November 10, 2017

Equal Pay Day: UK women “effectively stop earning” from today

Equal Pay Day: UK women “effectively stop earning” from today

Women in the UK will theoretically work for free relative to men for the rest of the year due to the gender pay gap.

Equal Pay Day is highlighted each year by campaign group the Fawcett Society, and reflects the pay gap between men and women who work full time. The mean average gap now stands at 14.1% and will take another 100 years to close if the current rate of progress continues, according to the Fawcett Society.

Figures released today reveal that the situation is worsening for young women after years of improvement, with the gap now five times wider than it was six years ago for women in their 20s. Therefore, some women are starting their careers with lower pay than their male counterparts as well as being subject to a growing gap as they get older.

Campaigners have been encouraging workers to make tangible changes in the workplace through the hashtag #paygappledge. The Women’s Equality Party have also campaigned for women to send “out-of-office” emails in protest at effectively not being paid for the rest of 2017.

The UK Government introduced transparency regulations earlier this year, meaning that all employers with over 250 staff must publish information on their gender pay gap by April 2018. However, only 85 of over 9,000 companies required to publish data had done so by October.

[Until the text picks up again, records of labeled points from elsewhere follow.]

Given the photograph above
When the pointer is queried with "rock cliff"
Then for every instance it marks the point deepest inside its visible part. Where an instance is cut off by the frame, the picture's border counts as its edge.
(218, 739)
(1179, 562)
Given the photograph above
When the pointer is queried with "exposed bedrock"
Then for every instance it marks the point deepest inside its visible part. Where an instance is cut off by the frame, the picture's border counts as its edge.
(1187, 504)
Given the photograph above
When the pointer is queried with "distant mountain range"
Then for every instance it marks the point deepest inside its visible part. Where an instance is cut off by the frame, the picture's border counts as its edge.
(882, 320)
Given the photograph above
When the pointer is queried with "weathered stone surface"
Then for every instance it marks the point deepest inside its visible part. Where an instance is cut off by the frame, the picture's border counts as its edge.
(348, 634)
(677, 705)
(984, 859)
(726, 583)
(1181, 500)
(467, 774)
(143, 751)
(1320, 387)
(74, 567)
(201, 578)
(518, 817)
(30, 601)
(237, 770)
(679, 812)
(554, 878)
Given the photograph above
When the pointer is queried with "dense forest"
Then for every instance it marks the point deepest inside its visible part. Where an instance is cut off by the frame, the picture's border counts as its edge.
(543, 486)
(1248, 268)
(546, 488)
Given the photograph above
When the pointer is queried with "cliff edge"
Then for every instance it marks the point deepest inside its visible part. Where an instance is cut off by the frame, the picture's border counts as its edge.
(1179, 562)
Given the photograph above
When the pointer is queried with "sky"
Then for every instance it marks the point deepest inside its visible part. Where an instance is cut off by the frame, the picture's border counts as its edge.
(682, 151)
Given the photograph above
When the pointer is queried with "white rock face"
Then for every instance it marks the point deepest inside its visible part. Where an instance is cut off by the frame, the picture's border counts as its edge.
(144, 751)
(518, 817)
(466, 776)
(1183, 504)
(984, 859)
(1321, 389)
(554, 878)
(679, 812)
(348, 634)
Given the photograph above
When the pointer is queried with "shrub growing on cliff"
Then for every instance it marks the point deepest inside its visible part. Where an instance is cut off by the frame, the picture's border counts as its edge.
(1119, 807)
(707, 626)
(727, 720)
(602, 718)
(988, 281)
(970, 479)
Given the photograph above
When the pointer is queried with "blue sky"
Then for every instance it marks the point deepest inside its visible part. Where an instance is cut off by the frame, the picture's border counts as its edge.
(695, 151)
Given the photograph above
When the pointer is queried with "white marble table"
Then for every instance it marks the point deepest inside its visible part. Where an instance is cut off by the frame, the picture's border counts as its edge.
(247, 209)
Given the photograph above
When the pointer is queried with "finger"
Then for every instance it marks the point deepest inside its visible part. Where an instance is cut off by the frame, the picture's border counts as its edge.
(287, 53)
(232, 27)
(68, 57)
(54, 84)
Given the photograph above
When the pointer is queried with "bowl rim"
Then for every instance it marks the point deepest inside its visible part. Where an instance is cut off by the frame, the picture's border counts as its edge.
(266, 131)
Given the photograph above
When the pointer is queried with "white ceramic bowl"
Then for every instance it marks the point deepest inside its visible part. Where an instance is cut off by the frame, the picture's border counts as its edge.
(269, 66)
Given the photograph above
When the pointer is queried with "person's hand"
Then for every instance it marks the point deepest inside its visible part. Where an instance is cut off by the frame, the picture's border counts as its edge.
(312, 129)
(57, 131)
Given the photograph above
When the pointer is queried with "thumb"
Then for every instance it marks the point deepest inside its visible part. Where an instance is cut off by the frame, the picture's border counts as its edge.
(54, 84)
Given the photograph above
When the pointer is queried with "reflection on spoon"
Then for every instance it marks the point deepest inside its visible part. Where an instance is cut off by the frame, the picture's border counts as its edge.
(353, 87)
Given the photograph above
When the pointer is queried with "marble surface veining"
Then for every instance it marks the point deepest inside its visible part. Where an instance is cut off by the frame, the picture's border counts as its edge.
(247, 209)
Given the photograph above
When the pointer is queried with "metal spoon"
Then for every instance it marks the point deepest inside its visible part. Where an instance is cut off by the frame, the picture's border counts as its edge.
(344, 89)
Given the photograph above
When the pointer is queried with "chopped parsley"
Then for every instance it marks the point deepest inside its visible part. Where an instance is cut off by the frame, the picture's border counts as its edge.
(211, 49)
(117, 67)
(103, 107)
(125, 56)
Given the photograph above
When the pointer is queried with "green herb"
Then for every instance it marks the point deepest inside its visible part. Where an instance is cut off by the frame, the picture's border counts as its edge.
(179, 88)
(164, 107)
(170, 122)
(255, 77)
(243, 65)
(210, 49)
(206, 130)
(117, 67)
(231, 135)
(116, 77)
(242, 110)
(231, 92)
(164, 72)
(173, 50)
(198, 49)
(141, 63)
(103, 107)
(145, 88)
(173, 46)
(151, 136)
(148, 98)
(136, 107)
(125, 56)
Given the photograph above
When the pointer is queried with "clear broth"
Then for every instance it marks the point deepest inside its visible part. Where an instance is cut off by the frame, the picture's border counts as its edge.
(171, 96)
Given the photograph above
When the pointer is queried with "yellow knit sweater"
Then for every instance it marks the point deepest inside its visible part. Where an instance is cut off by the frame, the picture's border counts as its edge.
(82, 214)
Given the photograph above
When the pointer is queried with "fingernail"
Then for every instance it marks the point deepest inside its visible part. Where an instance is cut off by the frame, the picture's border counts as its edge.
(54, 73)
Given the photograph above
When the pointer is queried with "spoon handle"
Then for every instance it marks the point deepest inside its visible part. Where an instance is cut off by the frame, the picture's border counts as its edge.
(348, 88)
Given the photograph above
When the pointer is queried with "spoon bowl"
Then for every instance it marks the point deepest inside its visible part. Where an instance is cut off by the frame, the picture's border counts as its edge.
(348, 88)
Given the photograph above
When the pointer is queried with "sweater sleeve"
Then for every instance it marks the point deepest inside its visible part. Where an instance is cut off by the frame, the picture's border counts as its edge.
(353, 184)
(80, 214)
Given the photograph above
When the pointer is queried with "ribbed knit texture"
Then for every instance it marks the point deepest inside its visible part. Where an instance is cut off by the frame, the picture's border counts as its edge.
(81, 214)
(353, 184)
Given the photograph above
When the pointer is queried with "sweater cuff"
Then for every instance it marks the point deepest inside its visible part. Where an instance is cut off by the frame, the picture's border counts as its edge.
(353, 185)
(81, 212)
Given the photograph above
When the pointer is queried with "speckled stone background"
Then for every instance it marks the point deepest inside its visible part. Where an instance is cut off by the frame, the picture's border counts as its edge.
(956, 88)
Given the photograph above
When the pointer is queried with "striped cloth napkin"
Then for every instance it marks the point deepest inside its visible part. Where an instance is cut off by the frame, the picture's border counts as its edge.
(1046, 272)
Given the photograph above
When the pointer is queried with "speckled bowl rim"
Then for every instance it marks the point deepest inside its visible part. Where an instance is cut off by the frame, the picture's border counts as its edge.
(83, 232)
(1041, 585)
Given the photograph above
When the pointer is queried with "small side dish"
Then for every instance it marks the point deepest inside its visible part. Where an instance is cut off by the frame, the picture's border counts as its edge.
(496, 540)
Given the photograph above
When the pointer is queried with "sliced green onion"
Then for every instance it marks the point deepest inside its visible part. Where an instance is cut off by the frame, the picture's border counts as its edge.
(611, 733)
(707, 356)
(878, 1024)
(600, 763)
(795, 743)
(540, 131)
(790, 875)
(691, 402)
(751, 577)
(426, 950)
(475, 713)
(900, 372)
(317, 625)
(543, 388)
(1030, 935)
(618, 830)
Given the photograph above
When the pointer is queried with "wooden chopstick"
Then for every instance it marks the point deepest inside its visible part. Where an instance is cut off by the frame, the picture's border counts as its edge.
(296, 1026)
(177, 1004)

Increasing women’s lifetime labor force participation is key to achieving wage parity, according to Solomon W. Polachek. He suggests that “effective policies to speed up wage convergence should involve government actions to stimulate a further rise in women’s lifetime work.” Policies could include “repealing marriage taxes [to] increase women’s incentives to invest in education and training, and better enable women to climb the corporate job ladder. Promoting high-quality day care would do the same.”